“You worked with her?”
“I’m her sponsor. I work at the free clinic on Canal.”
“Louise Dimatto’s clinic?”
“Yes. Do you know Dr. Dimatto?”
“Yeah.”
The connection seemed to steady her. “I’m an aide there. I’m studying to be a nurse. Jen came into Get Straight a couple months ago, and I offered to be her sponsor. We hit it off. She was really working it, you know? Really trying hard. She got Coby to come in. They wanted to turn their lives around.”
“I have her living on West Sixteenth.”
“They couldn’t pay the rent. They started squatting here a couple weeks ago. Maybe three, I guess. Nobody was using the place, and she said Dr. Rosenthall said it would be okay, for a few weeks.”
“Dr. Rosenthall?”
“He and Dr. Dimatto donate time to Get Straight. He and Arianna basically fund the organization.”
“Arianna.”
“Whitwood. They?
?re engaged. Arianna and Dr. Rosenthall. She’s a therapist. She donates her time, too. Jen, she wanted to get clean, stay clean. She never missed the morning meeting. And she started working at Slice—a pizza joint—about two months ago. She’d help serve breakfast, take in the meeting, then study for an hour or two—Arianna hooked her up with an online business course—then go to Slice if she had the lunch shift, go into the Center—the Whitwood Center—if she had the dinner shift. But she didn’t show up, not to serve breakfast, not for the meeting. She didn’t answer her ’link. Neither did Coby or Wil. I got worried.”
A tear leaked through after all. “I thought maybe they’d taken a slide. It happens. I didn’t want to think it. I really trusted she’d tag me if she got in a situation. But I did think it, so I came by on my way to work, to check on her. I knocked. I couldn’t see in the window. It’s boarded and grilled, but Jen gave me a key, so I opened it and . . . I saw.”
“Do you know anybody who’d want to hurt her, or Coby or Wil?”
“No.” Pressing her lips together, she shook her head. “I know some people think once a junkie, but they were trying. They were clean, and trying to stay that way.”

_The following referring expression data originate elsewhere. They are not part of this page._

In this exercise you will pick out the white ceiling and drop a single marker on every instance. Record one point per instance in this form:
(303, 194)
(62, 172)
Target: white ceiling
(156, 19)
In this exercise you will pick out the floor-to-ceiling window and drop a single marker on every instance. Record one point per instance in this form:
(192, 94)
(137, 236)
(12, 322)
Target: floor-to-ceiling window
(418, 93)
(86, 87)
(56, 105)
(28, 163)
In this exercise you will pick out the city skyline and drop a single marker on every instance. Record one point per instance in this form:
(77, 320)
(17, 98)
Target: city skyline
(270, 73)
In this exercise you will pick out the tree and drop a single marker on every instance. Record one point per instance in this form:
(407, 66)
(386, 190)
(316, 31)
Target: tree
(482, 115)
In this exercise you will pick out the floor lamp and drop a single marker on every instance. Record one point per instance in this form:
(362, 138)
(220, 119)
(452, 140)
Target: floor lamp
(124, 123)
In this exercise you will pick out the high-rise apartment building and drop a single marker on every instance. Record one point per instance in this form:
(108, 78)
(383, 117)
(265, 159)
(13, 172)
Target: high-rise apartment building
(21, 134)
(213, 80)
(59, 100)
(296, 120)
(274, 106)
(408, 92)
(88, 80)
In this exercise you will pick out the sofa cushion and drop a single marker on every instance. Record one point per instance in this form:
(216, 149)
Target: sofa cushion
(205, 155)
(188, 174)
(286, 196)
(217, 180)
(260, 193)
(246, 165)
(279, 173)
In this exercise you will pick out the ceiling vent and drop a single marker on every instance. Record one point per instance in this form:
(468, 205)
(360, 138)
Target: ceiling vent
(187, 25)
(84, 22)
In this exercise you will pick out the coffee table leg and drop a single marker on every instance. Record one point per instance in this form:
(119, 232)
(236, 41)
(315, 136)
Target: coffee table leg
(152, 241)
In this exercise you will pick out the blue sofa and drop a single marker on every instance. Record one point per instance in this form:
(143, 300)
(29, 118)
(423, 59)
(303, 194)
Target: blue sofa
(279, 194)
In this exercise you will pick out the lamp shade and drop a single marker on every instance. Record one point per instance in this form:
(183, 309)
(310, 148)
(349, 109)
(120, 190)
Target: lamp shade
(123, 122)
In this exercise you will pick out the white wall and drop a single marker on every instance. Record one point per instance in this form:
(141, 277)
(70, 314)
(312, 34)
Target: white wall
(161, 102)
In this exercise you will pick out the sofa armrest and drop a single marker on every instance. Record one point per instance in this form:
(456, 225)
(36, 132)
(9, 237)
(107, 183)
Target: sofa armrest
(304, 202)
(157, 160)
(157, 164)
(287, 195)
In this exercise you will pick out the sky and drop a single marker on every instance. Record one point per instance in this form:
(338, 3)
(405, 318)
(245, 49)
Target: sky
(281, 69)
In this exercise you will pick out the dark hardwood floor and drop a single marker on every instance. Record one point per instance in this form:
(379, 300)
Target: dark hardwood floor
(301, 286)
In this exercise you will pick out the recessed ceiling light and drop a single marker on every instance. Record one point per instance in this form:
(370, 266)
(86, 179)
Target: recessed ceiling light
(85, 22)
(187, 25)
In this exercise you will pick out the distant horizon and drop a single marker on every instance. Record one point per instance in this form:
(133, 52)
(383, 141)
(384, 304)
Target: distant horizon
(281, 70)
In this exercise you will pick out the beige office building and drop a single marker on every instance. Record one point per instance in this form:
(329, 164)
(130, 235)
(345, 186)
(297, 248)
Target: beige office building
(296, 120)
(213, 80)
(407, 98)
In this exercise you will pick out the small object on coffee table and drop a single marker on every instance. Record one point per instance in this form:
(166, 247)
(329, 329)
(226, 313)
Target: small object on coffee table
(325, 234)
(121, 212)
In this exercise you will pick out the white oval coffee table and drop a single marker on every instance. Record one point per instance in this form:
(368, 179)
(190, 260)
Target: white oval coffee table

“What about people they associated with when they were using?”
“I don’t know. Jen never told me about any trouble, not this kind. She was happy. I went by Slice last night for takeout, and we talked awhile. She was happy. Coby got a job there delivering, and Wil was working as a stock boy at the twenty-four/seven a couple blocks away. They were going to pool their money and rent a place. Last night she told me they had nearly two thousand in the rent kitty so they were going to start to look for one.
“She was happy.”
TWO
“Run Rosenthall and Whitwood,” Eve told Peabody. “And get what you can on the Canal Street Get Straight.”
“Already on it. And the sweepers are on their way.”
“Good.” Eve walked back into the building. “It’s going to take them a while to sort through this mess.” She poked through a bit. “Credits, cash, even loose change. I’m not finding any’links.”
“They probably had them—who doesn’t?—so the killer probably took them.”
“Takes the ’links but leaves the scratch. He, or they, didn’t care about the money. Just the kill. And if he took the ’links, he either had contact with them or thought they talked about him to each other, or someone else, via ’link.”
“It’s sad,” Peabody murmured. “They were young, and trying to reboot their lives. They had a good chance of making it, too. The floor’s clean.”
“Suddenly I question your cleanliness standards.”
“I mean if you overlook the blood and the mess. It’s not dusty or dirty. They kept the floor clean. And see, somebody repaired and painted this chair. They weren’t very good at it,” Peabody added as she picked up one of the broken legs. “But they tried. And when I checked out the bathroom, I guess it’s an employee’s restroom deal. Anyway, it was clean. The killers must not have used it. But the vics, they kept it clean.”
“Lieutenant?” One of the uniforms stepped in. “We found this in the recycler out back.”
He held up the clear protective coat, covered with blood, like the ones she’d seen countless doctors wearing. “Just one?”